Earnings Report /

Pakistan Chemicals – Earnings to slide amid one-offs and lower spreads

  • IMS chemicals universe is expected to take a drastic hit on profitability, led by lower margins and one off super tax

  • LOTCHEM is the most safeguarded company in our universe due to less leveraged and high cash position

  • We expect our Chemicals Universe (EPCL, LOTCHEM & ICI) to post combined net profits of PKR3.2bn, down c.68% QoQ

Intermarket Securities
1 August 2022

We expect IMS Chemicals Universe (LOTCHEM, EPCL and ICI) to post combined NPAT of c.PKR3.2bn which is set to decline sharply by 68%/39% QoQ/YoY, mainly due to (i) decreasing international spreads (in case of LOTCHEM and EPCL), (ii) higher exchange losses and (iii) one-off super tax impact.

The IMS chemicals universe is expected to witness a drastic hit on profitability, majorly led by lower margins and one off tax adjustment in the form of super tax. LOTCHEM is the most safeguarded company in our universe due to lower leverage and better cash position, shielding it to a certain extent from high finance cost.

EPCL and ICI have seen a major chunk of their profitability expunged due to the one off super tax (10% on annual earnings) which is likely to elevate their ETR to 75%/82% respectively.  It is essential to realize that these measures are one off and we believe profitability will normalize, if not fully revive due to elevated variable cost in coming quarters. 

Falling primary margins and super tax to keep check on profits

We expect our Chemicals Universe (EPCL, LOTCHEM and ICI) to post combined net profits of c.PKR3.2bn, down c.68% QoQ. Spreads remained volatile for most of the quarter, because both international PTA and PVC markets saw a jolt in demand and increase in cost of feedstock (PX and Ethylene, respectively). All Chemical companies are expected to take one-off super tax hit, which was introduced in FY23 budget. This will further dampen the profitability of the sector, in our view.
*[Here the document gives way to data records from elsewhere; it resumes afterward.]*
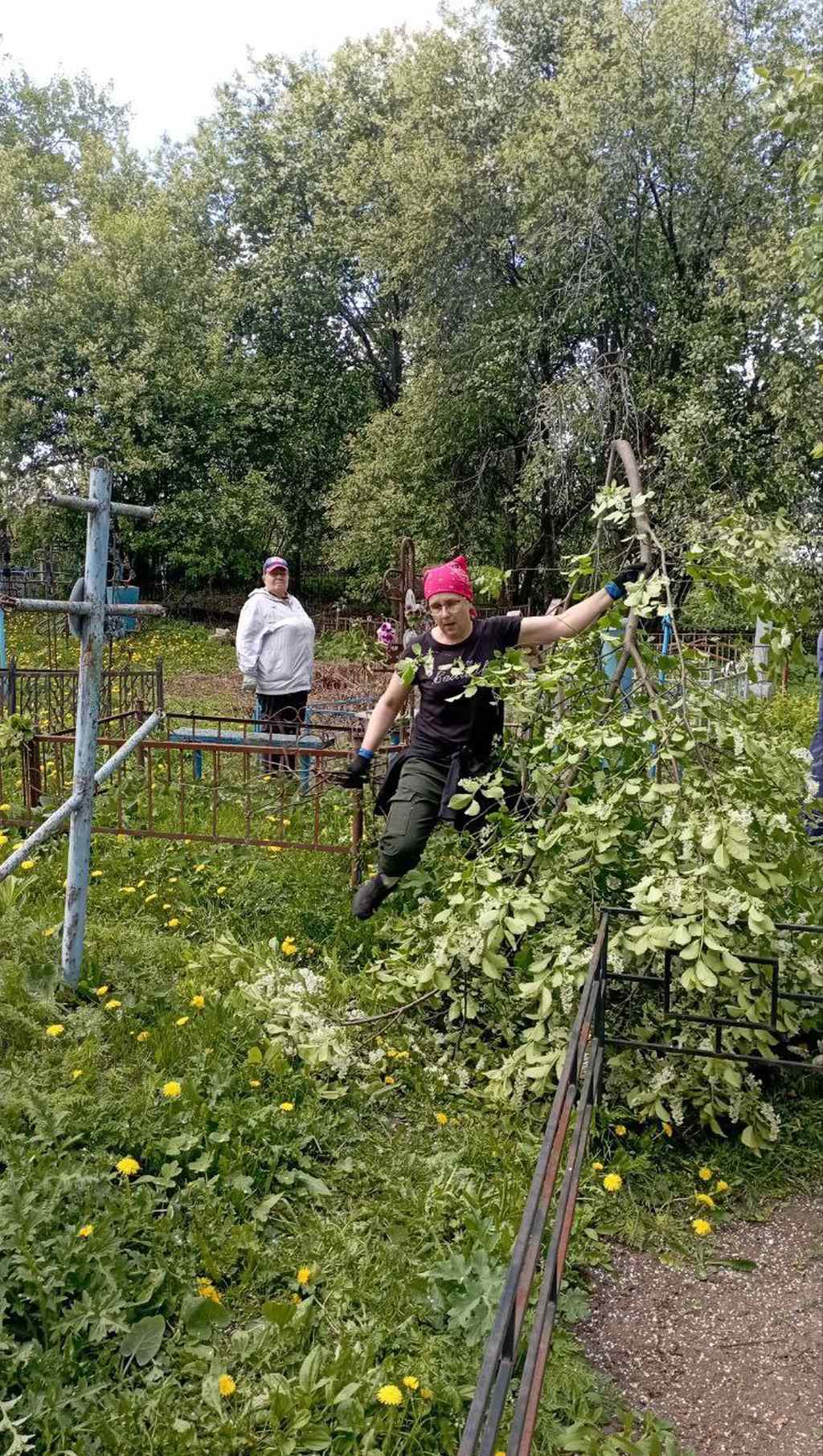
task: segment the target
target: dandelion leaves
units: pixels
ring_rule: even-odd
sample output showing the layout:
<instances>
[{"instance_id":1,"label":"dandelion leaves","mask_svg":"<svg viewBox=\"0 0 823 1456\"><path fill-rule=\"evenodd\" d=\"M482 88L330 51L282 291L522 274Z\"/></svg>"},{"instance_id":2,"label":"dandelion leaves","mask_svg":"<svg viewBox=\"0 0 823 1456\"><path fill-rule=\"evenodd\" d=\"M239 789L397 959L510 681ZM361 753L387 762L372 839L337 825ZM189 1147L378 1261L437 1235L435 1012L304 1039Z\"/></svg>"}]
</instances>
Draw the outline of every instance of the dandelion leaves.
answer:
<instances>
[{"instance_id":1,"label":"dandelion leaves","mask_svg":"<svg viewBox=\"0 0 823 1456\"><path fill-rule=\"evenodd\" d=\"M166 1321L163 1316L146 1315L144 1319L138 1319L135 1325L131 1325L131 1329L127 1329L119 1353L127 1364L131 1364L133 1360L138 1366L149 1364L163 1344L165 1334Z\"/></svg>"}]
</instances>

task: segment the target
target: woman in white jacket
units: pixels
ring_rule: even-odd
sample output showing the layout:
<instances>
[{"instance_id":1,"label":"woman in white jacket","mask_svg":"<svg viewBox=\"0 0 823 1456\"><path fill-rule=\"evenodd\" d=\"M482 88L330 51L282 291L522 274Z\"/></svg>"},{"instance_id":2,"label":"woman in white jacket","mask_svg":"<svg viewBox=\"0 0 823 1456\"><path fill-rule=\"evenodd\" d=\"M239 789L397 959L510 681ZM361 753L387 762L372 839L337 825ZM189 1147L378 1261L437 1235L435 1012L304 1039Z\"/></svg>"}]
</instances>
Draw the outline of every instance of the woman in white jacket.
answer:
<instances>
[{"instance_id":1,"label":"woman in white jacket","mask_svg":"<svg viewBox=\"0 0 823 1456\"><path fill-rule=\"evenodd\" d=\"M315 623L288 593L283 556L264 562L262 587L243 603L236 642L243 687L256 692L265 731L299 732L312 686Z\"/></svg>"}]
</instances>

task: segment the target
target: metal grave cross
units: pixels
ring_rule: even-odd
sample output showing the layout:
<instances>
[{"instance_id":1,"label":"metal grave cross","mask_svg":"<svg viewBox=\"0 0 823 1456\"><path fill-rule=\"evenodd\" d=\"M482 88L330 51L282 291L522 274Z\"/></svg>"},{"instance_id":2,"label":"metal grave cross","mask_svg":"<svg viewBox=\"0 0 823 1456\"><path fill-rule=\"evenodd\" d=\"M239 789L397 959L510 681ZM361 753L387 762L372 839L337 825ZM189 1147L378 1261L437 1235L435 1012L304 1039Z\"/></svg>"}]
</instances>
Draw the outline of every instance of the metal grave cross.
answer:
<instances>
[{"instance_id":1,"label":"metal grave cross","mask_svg":"<svg viewBox=\"0 0 823 1456\"><path fill-rule=\"evenodd\" d=\"M106 603L106 565L109 559L109 529L112 515L131 515L150 521L149 505L124 505L112 501L112 478L105 460L98 459L89 476L89 495L47 495L51 505L70 511L84 511L86 561L83 577L74 584L68 601L3 597L0 607L19 612L68 613L68 623L80 638L80 671L77 678L77 719L74 728L74 773L71 795L39 824L19 847L0 865L0 881L6 879L32 849L50 839L66 820L68 827L68 868L66 875L66 910L63 916L63 980L77 986L86 933L89 898L89 860L92 849L92 815L96 789L125 761L128 754L163 718L163 703L153 712L95 773L98 753L98 719L101 713L101 674L106 616L160 617L165 609L151 603Z\"/></svg>"}]
</instances>

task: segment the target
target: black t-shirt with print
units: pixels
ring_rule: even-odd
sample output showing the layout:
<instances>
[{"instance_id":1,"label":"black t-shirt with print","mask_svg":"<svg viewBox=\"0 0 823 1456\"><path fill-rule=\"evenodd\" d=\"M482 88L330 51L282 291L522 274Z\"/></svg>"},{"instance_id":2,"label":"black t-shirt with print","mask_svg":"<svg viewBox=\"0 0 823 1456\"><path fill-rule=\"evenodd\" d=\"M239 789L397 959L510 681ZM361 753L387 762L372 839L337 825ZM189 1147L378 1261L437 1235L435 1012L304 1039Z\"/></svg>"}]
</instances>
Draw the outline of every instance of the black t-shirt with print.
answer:
<instances>
[{"instance_id":1,"label":"black t-shirt with print","mask_svg":"<svg viewBox=\"0 0 823 1456\"><path fill-rule=\"evenodd\" d=\"M472 697L465 697L463 689L495 652L517 646L519 636L520 617L475 617L463 642L444 646L431 632L409 642L403 658L414 660L415 644L422 654L415 674L420 712L411 748L425 748L427 754L444 759L459 748L468 748L479 761L489 757L495 737L503 732L503 703L488 687L478 689Z\"/></svg>"}]
</instances>

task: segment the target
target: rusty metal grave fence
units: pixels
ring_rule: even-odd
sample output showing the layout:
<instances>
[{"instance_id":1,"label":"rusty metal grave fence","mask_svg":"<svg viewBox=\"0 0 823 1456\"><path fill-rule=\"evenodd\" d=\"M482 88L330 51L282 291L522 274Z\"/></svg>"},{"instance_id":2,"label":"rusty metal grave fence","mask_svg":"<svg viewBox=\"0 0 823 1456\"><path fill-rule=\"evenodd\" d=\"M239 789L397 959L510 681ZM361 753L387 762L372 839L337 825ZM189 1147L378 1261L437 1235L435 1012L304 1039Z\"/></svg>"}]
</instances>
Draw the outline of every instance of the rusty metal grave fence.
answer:
<instances>
[{"instance_id":1,"label":"rusty metal grave fence","mask_svg":"<svg viewBox=\"0 0 823 1456\"><path fill-rule=\"evenodd\" d=\"M98 718L101 708L101 674L103 665L103 644L106 636L119 636L122 617L162 616L163 609L154 603L108 603L106 565L109 559L112 517L128 515L134 520L151 520L153 510L147 505L131 505L112 501L112 476L101 457L89 475L87 495L48 494L47 501L66 510L86 515L86 556L83 575L74 582L67 600L51 597L0 596L0 610L34 612L47 616L67 616L70 632L80 642L77 681L77 711L73 747L71 792L54 811L42 820L17 844L0 865L0 881L17 869L26 855L55 834L68 821L68 863L66 872L66 904L63 914L61 971L67 986L77 986L83 942L86 935L86 910L89 900L89 855L95 795L117 772L130 753L151 732L162 719L163 705L150 713L143 724L119 745L119 753L95 772L98 751ZM6 811L3 811L6 812Z\"/></svg>"},{"instance_id":2,"label":"rusty metal grave fence","mask_svg":"<svg viewBox=\"0 0 823 1456\"><path fill-rule=\"evenodd\" d=\"M77 721L79 683L76 667L19 667L12 658L9 667L0 668L0 719L9 713L25 713L44 732L66 732ZM162 661L151 668L103 671L98 722L112 724L133 713L153 713L162 702Z\"/></svg>"},{"instance_id":3,"label":"rusty metal grave fence","mask_svg":"<svg viewBox=\"0 0 823 1456\"><path fill-rule=\"evenodd\" d=\"M529 1456L535 1439L540 1396L551 1356L552 1334L561 1293L562 1274L574 1222L580 1178L596 1105L602 1099L607 1053L635 1050L654 1059L660 1056L702 1057L709 1061L747 1063L752 1070L773 1075L806 1072L822 1075L823 1064L795 1056L792 1032L782 1006L820 1008L823 996L787 989L779 955L739 954L759 980L760 1021L731 1016L706 1016L676 1006L674 951L663 954L661 974L629 974L609 968L609 929L612 917L638 917L635 910L606 907L600 914L597 936L588 961L577 1015L570 1032L567 1056L558 1077L537 1165L526 1200L523 1219L503 1294L488 1337L484 1360L457 1456L494 1456L501 1447L500 1428L508 1430L505 1456ZM823 925L776 925L784 943L814 938L823 955ZM610 1034L607 1021L621 1016L616 992L631 996L642 986L660 997L658 1037L641 1040ZM688 1028L701 1035L698 1045L686 1044ZM762 1056L730 1050L734 1028L755 1029ZM823 1026L822 1026L823 1029ZM559 1184L559 1188L558 1188ZM545 1230L554 1208L548 1245ZM526 1318L532 1306L533 1284L542 1264L539 1289L532 1307L526 1341ZM517 1383L510 1405L513 1383Z\"/></svg>"},{"instance_id":4,"label":"rusty metal grave fence","mask_svg":"<svg viewBox=\"0 0 823 1456\"><path fill-rule=\"evenodd\" d=\"M131 715L137 721L138 715ZM208 725L208 740L204 740ZM345 725L348 729L348 725ZM96 772L121 756L130 727L98 738ZM307 741L310 740L310 741ZM74 737L39 732L0 761L3 828L31 828L71 789ZM390 748L377 756L385 772ZM345 856L361 878L363 794L332 779L351 757L332 734L265 734L245 719L166 713L95 798L95 834Z\"/></svg>"}]
</instances>

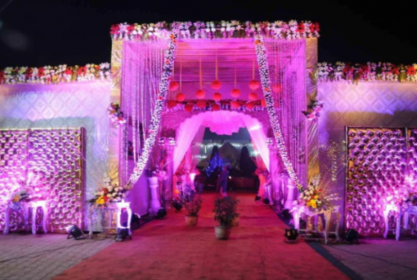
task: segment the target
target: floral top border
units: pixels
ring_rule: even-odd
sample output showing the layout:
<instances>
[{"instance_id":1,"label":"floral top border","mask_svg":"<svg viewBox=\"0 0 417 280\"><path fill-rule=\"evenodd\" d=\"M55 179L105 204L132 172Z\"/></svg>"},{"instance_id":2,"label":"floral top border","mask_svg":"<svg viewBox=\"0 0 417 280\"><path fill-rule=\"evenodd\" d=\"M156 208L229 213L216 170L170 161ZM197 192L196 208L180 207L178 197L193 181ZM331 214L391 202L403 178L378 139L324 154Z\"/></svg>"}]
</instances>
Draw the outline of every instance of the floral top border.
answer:
<instances>
[{"instance_id":1,"label":"floral top border","mask_svg":"<svg viewBox=\"0 0 417 280\"><path fill-rule=\"evenodd\" d=\"M110 73L110 64L107 62L85 66L62 64L43 67L6 67L0 69L0 85L109 80Z\"/></svg>"},{"instance_id":2,"label":"floral top border","mask_svg":"<svg viewBox=\"0 0 417 280\"><path fill-rule=\"evenodd\" d=\"M281 39L320 37L320 26L317 22L290 20L261 22L174 22L168 23L128 24L111 25L110 34L113 40L148 40L168 38L172 31L178 33L179 38L254 38L259 32L265 37Z\"/></svg>"},{"instance_id":3,"label":"floral top border","mask_svg":"<svg viewBox=\"0 0 417 280\"><path fill-rule=\"evenodd\" d=\"M417 64L321 62L317 64L317 78L321 82L347 80L357 84L360 80L416 82L416 70Z\"/></svg>"}]
</instances>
LOTCHEM: Textile exports supporting PTA demand

LOTCHEM is expected to post NPAT of PKR1.2bn (EPS: PKR0.81) in 2QCY22, down 53% QoQ and up 27% YoY. International PTA-PX spreads in 2QCY22 declined to c.US$155/ton from c.US$165/ton in 1QCY22. Previously, PTA-PX spreads expanded because of an oversupply of PX led by new PX capacities in China while there were delays in commissioning of new PTA capacities. Now, PTA capacities are coming online and normalized demand has reduced overall margins. GMs are expected to clock in at c.13.5% for 2QCY22, decreasing by 6ppt QoQ. We do not expect any payout, as historically the company has a practice to pay in 3Q of each year.

EPCL: Delta is unable to sustain elevated levels

EPCL is likely to post NPAT of PKR1.5bn (EPS: PKR1.50) for 2QCY22, down 71%/56% QoQ/YoY. PVC-Ethylene spreads peaked out at over US$1,200/ton in early November 2021 followed by a sharp downward correction to c.US$707/ton by the end of June. Spreads thus averaged around US$774/ton, down 18% QoQ. News circulating within the industry suggests that consumers are still hesitant to buy PVC at current prices as they believe further reductions are in sight. Coupled with this, slowdown within the construction industry will keep a check on EPCL's demand as pipes and fittings are seeing lackluster demand growth. We expect the company to pay an interim cash dividend of PKR1.25/sh.

ICI: Super Tax wreaks havoc

ICI is likely to post a NPAT of PKR452mn (EPS: PKR4.90) for 4QFY22, down a whopping c.80%/50% QoQ/YoY. Earnings have been majorly hindered by a one-off higher taxation of c.PKR2bn (ETR of c.82%). Along with super tax, variable cost has seen a drastic increase. Hence, gross margins are estimated to come off by c.2ppt QoQ. Although the company has a history of paying dividend in the final quarter, recent bid for the acquisition of LOTCHEM may result in ICI skipping a payout this time.